Iodine launches cold and flu app to help consumers find best OTC options for their symptoms

December 22, 2014
CenterWatch Staff

San Francisco-based Iodine, developer of health information web site Iodine.com, has launched a new web app for cold and flu season.

The new, first of its kind app, at www.iodine.com/cold-and-flu, helps people sift through the 300+ options in the cold and flu aisle to find and compare medications that treat their own combination of symptoms. 

Iodine was founded in San Francisco in 2013 by Thomas Goetz, former executive editor of WIRED. The company launched Iodine.com in 2014, combining clinical research with real life experience to create better information that can yield new insights. According to the company web site, the combination can reduce fear and uncertainty about health, enhance the dialogue between people and their care providers and create valuable opportunities for better care.

Iodine said it built the cold and flu app because choosing between cold medicines is confusing: Drugstores offer over 300 cold and flu products that combine just four types of ingredients: decongestants, pain and fever reducers, cough suppressants, and expectorants. Each brand name has its own version of almost every combination, plus various dosage forms (such as liquid or tablets) and dosage strengths. Deciphering different products and ingredients is confusing to anyone without medical training.

In addition, consumers spend an extra $44 billion a year on brand-name products in drugstores, including over-the-counter medications and other health items, according to the National Bureau of Economic Research. And people are taking more medicine than they need: Many choose combination products that have more ingredients than necessary, putting them at higher risk for side effects, drug interactions and overdoses.

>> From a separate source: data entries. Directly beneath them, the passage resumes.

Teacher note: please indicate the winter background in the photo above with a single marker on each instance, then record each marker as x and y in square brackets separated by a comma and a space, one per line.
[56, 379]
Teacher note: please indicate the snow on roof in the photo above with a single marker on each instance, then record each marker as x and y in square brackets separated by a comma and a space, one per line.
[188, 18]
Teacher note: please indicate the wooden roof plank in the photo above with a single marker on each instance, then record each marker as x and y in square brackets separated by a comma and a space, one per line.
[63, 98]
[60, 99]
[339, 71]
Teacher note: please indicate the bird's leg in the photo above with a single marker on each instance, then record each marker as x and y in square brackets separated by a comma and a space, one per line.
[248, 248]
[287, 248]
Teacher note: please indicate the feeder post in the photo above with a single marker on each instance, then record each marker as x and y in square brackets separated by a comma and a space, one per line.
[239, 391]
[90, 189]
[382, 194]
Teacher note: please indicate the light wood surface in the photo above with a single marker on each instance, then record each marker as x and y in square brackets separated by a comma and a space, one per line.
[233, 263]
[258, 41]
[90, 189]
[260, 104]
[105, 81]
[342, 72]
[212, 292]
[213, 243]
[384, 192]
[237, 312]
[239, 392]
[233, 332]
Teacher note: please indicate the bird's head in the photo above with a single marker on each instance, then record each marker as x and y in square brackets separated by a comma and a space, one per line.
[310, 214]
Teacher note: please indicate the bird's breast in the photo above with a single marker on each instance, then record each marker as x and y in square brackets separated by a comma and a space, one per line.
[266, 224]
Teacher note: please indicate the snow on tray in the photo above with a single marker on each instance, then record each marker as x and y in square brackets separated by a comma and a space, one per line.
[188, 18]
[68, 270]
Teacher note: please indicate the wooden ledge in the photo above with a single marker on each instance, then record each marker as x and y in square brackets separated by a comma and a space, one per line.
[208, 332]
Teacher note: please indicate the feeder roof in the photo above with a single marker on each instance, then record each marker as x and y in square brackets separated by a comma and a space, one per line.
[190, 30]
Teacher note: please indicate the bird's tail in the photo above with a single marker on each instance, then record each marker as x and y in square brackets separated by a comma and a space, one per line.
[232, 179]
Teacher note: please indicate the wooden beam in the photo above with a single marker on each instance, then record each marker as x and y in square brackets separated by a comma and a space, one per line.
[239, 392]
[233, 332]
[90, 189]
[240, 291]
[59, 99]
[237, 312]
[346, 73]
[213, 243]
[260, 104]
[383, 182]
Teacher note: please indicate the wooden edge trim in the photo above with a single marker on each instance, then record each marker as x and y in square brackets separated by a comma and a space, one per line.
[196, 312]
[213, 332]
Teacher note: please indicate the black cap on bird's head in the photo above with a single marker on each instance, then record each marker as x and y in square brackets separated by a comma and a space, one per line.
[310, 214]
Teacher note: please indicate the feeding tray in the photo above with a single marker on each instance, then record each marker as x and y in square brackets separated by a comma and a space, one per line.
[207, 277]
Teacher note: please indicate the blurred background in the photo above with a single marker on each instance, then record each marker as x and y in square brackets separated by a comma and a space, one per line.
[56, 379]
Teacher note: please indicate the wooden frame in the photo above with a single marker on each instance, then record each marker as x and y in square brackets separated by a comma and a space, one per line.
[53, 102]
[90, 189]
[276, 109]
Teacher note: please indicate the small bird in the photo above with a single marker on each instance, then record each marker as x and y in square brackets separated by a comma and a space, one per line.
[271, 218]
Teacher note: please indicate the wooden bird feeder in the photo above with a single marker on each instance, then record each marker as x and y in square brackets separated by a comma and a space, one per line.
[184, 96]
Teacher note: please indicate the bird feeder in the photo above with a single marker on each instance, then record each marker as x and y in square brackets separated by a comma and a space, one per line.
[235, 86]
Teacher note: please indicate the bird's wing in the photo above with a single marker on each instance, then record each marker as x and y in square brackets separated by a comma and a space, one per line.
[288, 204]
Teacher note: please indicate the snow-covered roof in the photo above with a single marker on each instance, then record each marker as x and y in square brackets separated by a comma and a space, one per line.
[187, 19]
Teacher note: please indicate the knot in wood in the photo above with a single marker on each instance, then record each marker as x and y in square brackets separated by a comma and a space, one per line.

With the app, people can select cold and flu symptoms to see a short list of ingredients that treat them, plus a side-by-side comparison of products that contain those ingredients. Then they can print, text or email the list to themselves to take to the store.

"We built our cold and flu app because we think consumers are overwhelmed by options and marketing in the cold and flu aisle," said Amanda Angelotti, M.D., director of product at Iodine. "They're overspending on brand names and often taking combination products with more ingredients than they really need. Iodine's cold and flu app helps you narrow down your options to products that treat the symptoms you actually have, and shows you store brands and generics that cost less but work just as well."

Iodine is dedicated to giving individuals better, more actionable information about their healthcare choices, starting with medications. The company's online interactive tools enable individuals to drill into massive amounts of data from clinical research and real life experience to gain deeper insights into their choices about medications, both prescription and over-the-counter. The company is staffed by a team of data scientists, designers and healthcare experts, and has been called "the Yelp of medicine" by TIME.